ROS is a message-based concurrent running heterogeneous peer-to-peer network application. Its structure can be imagined as a mostly undirected graph with an obligatory center process node, called roscore . Broadly speaking, this one master node tracks every other part of the robotic network, including running processes and their interfaces. The centralistic design consequently uses its advantages by offering global debugging possibilities and error logging. It further mediates direct connections between every graph node on request. This becomes very useful in cases like image processing, where running traffic over the central node would impact the global system by increasing network usage and processing power.
Still simplifying, other parts of the graph are organized name spaces, called rosnodes , which in turn are containing more rosnodes or process edges called dependently on their function as rostopics or rosservices . A rosnode in a ROS environment therefore can be a robot, a processing server for navigation or even a human interaction device, like a laptop. Usually they physically do not cross the border of a single computing system, but often a single system can run multiple name spaces. Also, rosnodes profit from zero copy shared memory handling between their topics by using the ROS nodelet manager and by that significantly reduce
memory consumption.
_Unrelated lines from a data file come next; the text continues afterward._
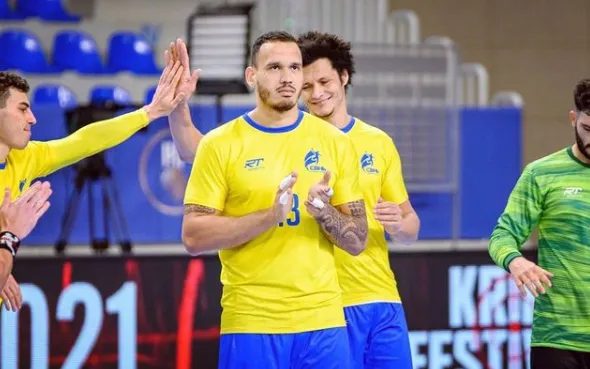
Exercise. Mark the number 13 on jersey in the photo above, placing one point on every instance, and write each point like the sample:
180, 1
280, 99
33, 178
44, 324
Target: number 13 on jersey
294, 216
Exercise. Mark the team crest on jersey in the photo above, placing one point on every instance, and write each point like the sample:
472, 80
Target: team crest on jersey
367, 163
21, 185
254, 164
312, 161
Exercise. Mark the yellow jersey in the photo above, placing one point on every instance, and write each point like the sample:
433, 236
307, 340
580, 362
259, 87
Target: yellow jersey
368, 277
39, 159
285, 280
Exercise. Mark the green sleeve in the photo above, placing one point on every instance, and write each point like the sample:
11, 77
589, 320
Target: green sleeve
517, 221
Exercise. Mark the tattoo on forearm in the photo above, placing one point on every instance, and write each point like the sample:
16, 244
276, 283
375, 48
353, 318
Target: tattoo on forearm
346, 231
198, 209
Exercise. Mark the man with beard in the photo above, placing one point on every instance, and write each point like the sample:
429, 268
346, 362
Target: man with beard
553, 193
252, 194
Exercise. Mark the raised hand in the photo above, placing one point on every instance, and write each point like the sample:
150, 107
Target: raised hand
320, 191
389, 215
21, 216
284, 198
188, 83
166, 99
528, 274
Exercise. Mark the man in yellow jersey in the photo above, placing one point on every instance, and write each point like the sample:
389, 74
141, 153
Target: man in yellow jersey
376, 323
22, 160
248, 196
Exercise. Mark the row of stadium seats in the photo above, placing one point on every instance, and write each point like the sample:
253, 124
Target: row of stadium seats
76, 50
63, 97
47, 10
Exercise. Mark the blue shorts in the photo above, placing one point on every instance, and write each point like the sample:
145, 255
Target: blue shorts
378, 335
323, 349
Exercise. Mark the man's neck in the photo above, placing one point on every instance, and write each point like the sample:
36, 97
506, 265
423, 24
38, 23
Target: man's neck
579, 155
268, 117
340, 118
4, 150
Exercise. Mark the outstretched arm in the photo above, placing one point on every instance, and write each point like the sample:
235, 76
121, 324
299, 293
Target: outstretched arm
103, 135
185, 135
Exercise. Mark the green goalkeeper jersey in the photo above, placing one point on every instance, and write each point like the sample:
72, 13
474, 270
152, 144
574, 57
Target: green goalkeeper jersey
553, 193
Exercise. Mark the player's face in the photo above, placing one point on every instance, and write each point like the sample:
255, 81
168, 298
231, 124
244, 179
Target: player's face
323, 88
278, 75
16, 119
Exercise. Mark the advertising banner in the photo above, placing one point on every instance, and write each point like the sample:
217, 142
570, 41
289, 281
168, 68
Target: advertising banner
164, 312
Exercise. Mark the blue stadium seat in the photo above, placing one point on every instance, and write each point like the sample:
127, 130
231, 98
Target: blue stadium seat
116, 94
48, 10
8, 13
149, 94
54, 94
131, 52
25, 52
77, 50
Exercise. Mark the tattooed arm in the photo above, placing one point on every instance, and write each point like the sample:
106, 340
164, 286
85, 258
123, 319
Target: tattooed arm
345, 226
203, 229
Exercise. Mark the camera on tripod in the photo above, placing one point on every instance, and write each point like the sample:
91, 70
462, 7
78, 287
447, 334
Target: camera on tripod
88, 171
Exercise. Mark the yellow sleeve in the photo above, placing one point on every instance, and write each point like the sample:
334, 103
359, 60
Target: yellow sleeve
92, 139
393, 187
346, 187
207, 184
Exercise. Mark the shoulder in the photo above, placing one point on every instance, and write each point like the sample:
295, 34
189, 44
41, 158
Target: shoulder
372, 132
320, 127
33, 149
548, 164
223, 135
381, 141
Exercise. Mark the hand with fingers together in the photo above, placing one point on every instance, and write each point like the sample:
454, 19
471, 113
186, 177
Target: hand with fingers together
389, 215
21, 216
529, 275
188, 82
319, 195
11, 295
165, 98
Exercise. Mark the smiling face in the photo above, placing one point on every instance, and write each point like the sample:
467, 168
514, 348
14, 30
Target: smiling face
16, 119
323, 88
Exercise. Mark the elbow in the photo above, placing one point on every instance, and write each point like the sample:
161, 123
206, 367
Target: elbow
359, 245
357, 249
194, 244
186, 157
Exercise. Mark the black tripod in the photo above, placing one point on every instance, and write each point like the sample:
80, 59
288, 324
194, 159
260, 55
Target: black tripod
88, 171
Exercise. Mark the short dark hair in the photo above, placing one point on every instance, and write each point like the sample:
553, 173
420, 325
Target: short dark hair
10, 80
272, 36
317, 45
582, 96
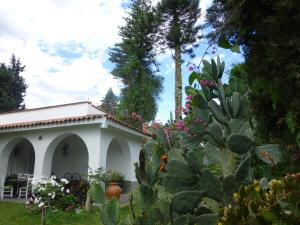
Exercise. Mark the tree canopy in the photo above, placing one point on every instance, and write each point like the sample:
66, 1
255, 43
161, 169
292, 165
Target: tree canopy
135, 63
268, 33
12, 86
177, 30
110, 102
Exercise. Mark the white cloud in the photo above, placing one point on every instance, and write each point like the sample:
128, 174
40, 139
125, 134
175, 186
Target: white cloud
43, 32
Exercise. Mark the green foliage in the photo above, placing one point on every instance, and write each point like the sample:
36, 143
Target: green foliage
215, 135
12, 86
276, 202
271, 67
110, 212
177, 30
110, 102
50, 193
113, 176
134, 58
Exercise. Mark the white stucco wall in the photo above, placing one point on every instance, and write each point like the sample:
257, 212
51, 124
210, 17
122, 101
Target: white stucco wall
21, 159
71, 110
73, 159
110, 146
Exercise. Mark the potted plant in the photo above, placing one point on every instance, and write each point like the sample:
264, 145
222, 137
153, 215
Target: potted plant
113, 180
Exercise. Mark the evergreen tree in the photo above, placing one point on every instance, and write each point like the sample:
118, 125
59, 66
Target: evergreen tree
268, 32
110, 102
178, 30
12, 86
135, 63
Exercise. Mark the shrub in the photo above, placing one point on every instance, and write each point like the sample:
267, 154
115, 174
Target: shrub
276, 202
50, 194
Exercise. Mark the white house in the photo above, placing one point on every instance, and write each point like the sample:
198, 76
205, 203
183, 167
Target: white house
67, 139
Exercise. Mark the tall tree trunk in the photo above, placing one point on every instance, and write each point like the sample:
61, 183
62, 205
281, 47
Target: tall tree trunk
178, 83
88, 202
43, 218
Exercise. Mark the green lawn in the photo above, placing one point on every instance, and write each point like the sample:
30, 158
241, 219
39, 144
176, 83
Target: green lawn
12, 213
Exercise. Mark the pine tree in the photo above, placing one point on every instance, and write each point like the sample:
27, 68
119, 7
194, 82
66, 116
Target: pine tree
134, 60
12, 86
178, 30
110, 102
268, 32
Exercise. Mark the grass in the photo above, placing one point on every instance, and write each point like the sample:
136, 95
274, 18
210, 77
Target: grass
14, 213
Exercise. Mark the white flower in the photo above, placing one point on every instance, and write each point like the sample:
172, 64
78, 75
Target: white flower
65, 181
53, 183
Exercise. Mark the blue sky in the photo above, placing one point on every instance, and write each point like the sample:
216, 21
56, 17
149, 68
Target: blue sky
64, 45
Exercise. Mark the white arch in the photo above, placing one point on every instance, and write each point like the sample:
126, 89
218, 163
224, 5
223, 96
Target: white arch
54, 162
7, 150
118, 157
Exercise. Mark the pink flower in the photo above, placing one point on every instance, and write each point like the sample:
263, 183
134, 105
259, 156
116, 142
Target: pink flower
208, 83
155, 125
186, 129
189, 97
180, 125
191, 68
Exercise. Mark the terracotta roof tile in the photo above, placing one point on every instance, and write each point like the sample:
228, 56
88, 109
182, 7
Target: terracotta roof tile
67, 119
45, 107
48, 122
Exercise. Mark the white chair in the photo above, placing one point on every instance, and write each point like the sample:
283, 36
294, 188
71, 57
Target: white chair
26, 190
7, 191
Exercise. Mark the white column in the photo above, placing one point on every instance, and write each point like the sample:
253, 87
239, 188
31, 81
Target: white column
40, 147
92, 139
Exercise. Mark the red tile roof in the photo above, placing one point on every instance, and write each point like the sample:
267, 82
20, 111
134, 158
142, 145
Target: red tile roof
49, 122
44, 107
67, 119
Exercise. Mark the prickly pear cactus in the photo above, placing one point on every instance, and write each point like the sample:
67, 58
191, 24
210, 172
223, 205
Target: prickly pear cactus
197, 164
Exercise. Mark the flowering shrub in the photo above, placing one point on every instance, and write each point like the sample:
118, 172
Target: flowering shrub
277, 202
49, 193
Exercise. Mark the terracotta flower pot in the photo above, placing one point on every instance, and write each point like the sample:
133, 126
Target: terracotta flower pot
113, 190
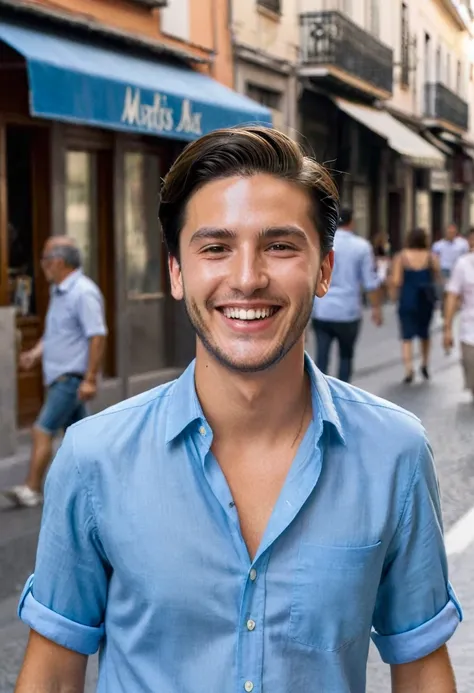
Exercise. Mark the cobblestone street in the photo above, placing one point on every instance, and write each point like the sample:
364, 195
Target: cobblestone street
448, 415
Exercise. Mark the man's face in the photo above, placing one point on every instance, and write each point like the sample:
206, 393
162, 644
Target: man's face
451, 232
52, 266
250, 266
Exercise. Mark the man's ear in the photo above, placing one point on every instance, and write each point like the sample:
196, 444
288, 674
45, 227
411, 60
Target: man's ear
176, 279
325, 273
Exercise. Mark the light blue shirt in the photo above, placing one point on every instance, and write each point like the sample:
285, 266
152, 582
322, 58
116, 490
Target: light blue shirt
449, 252
141, 553
75, 314
354, 270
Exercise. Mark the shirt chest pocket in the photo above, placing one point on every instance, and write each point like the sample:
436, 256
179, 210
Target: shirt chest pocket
334, 595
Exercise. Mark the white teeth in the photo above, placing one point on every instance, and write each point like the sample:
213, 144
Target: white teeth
251, 314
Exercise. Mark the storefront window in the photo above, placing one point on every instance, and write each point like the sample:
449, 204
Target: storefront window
81, 207
143, 243
21, 268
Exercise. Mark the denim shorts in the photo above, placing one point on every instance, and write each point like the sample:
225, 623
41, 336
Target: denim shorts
61, 407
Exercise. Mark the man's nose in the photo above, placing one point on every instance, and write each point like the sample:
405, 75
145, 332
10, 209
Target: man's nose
249, 272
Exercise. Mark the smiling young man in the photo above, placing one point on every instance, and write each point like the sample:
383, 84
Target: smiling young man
245, 527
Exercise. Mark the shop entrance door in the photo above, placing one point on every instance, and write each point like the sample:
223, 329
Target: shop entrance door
437, 215
27, 178
394, 221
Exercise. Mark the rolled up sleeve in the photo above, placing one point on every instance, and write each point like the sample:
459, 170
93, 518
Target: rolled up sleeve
417, 610
65, 599
91, 314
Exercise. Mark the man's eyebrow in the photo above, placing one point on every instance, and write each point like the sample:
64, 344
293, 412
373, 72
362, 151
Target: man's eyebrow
216, 233
273, 232
212, 233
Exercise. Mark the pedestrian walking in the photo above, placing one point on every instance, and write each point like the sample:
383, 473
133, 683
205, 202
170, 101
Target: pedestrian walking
337, 316
449, 249
460, 295
70, 350
245, 526
415, 275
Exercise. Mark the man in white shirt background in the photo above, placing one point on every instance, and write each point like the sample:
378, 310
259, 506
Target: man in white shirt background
460, 295
449, 249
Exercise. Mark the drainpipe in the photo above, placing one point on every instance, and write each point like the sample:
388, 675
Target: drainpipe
215, 37
230, 24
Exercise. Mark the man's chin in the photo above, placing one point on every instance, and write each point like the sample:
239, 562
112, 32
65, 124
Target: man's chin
246, 362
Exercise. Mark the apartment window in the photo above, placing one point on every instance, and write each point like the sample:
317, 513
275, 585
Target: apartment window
272, 5
264, 96
373, 16
81, 207
175, 20
405, 48
427, 59
143, 244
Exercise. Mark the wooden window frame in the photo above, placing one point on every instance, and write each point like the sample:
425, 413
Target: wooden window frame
145, 146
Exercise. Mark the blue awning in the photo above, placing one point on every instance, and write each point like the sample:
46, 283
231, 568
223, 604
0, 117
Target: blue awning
78, 82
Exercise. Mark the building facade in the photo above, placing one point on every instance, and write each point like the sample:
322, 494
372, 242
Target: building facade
265, 52
433, 91
348, 73
384, 101
94, 107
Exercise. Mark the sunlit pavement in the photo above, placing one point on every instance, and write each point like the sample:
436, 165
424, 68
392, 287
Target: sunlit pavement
448, 415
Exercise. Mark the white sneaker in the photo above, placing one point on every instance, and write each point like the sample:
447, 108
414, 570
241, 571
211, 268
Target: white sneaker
24, 496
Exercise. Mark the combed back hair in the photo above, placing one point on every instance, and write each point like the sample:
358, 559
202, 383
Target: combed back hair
69, 253
246, 151
346, 216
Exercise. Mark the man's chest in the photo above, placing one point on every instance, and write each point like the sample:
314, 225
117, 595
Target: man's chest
62, 318
179, 557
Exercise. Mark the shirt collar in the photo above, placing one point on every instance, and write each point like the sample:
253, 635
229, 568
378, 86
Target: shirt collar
67, 284
185, 409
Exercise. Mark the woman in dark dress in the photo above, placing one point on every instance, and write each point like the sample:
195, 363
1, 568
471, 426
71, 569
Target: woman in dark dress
415, 274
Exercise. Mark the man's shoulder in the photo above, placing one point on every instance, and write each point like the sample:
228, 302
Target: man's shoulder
86, 285
126, 416
368, 416
349, 240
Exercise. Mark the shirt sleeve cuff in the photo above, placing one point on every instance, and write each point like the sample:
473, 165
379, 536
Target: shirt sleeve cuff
69, 634
422, 641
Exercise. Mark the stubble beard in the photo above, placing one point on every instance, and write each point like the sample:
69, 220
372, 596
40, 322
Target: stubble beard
294, 332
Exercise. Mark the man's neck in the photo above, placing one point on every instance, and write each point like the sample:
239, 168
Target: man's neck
254, 405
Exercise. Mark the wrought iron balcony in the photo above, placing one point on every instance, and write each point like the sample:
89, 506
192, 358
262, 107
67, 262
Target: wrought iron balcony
330, 40
444, 105
272, 5
152, 4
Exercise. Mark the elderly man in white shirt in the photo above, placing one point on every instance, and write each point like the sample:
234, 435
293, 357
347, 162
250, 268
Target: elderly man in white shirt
449, 249
460, 294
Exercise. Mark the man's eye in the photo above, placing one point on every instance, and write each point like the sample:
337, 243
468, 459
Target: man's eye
214, 249
280, 247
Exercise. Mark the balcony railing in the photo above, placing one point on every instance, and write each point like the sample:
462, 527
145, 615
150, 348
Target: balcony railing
443, 104
329, 38
152, 4
272, 5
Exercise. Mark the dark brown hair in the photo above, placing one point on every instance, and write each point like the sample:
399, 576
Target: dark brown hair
246, 151
417, 240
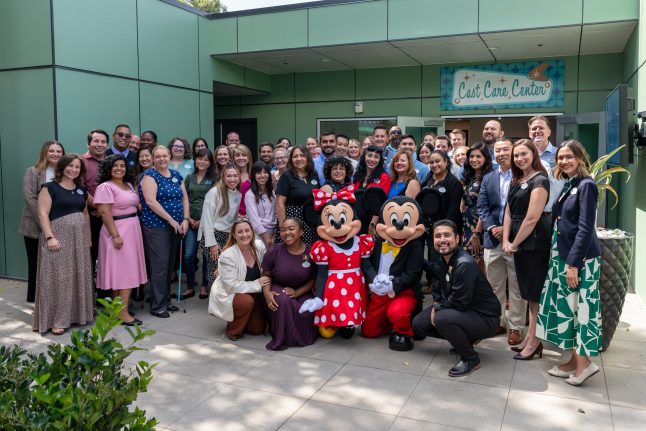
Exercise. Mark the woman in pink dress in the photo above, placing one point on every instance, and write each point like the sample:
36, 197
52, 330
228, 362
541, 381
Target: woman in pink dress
122, 265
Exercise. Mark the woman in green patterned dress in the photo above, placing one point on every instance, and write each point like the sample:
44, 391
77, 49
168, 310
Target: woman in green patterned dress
569, 314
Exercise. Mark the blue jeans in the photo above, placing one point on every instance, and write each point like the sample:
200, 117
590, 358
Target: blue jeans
189, 263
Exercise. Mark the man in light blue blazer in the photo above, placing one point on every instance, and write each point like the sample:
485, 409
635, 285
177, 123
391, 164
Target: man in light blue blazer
500, 268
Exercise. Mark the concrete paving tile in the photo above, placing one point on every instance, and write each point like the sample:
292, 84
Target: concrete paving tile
378, 355
496, 365
171, 395
539, 412
456, 403
239, 409
626, 387
531, 376
315, 416
299, 377
217, 361
405, 424
368, 388
626, 419
625, 354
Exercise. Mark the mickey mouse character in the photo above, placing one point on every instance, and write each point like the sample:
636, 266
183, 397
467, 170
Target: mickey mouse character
340, 301
398, 257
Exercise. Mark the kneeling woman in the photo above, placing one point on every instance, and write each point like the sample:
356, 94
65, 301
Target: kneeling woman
235, 295
292, 275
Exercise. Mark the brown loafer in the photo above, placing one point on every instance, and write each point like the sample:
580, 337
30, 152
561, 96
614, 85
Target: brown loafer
514, 337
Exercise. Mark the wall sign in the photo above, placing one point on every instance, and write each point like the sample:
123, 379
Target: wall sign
532, 84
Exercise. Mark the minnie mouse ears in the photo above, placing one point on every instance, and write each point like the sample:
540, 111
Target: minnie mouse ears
432, 204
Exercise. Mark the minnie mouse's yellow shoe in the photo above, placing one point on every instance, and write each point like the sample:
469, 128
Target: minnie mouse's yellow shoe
327, 332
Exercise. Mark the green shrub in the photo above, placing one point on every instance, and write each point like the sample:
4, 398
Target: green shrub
83, 386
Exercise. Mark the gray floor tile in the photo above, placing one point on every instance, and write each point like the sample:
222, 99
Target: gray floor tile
368, 388
299, 377
531, 376
625, 354
220, 362
626, 387
405, 424
626, 419
456, 403
378, 355
172, 395
316, 416
239, 409
528, 411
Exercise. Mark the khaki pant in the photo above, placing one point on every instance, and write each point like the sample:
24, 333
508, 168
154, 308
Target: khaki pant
500, 273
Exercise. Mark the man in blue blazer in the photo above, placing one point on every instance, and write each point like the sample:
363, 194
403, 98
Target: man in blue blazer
500, 268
Every rosnode offers at least one rostopic , a multi-peer subscribable message provider, or a rosservice , a bidirectional unique connection between peers containing parameters.

ROS history

In 2007, the first robot running a version of ROS was STanford Artificial Intelligence Robot
(STAIR) which was developed by Stanford Artificial Intelligence Laboratory (SAIL). During
that time ROS was called switchyard but already followed its main principles like inter-
process communication, concurrency and heterogeneous environments. After that, Willow
Garage primarily developed ROS until February 2013. At this time ROS reached the critical-
mass, every open source project needs to survive without being mainly driven by external
funding. Since then the stewardship of ROS has been moved to the Open Source Robotics Foundation  and subsequently left Willow Garage .
Major versions of ROS are called distributions and are named using adjectives that start
with with successive letters of the alphabet. Starting with box turtle , C Turtle , diamondback ,
electric , fuerte , groovy , hydro and finally Indigo , which is available since May 2014.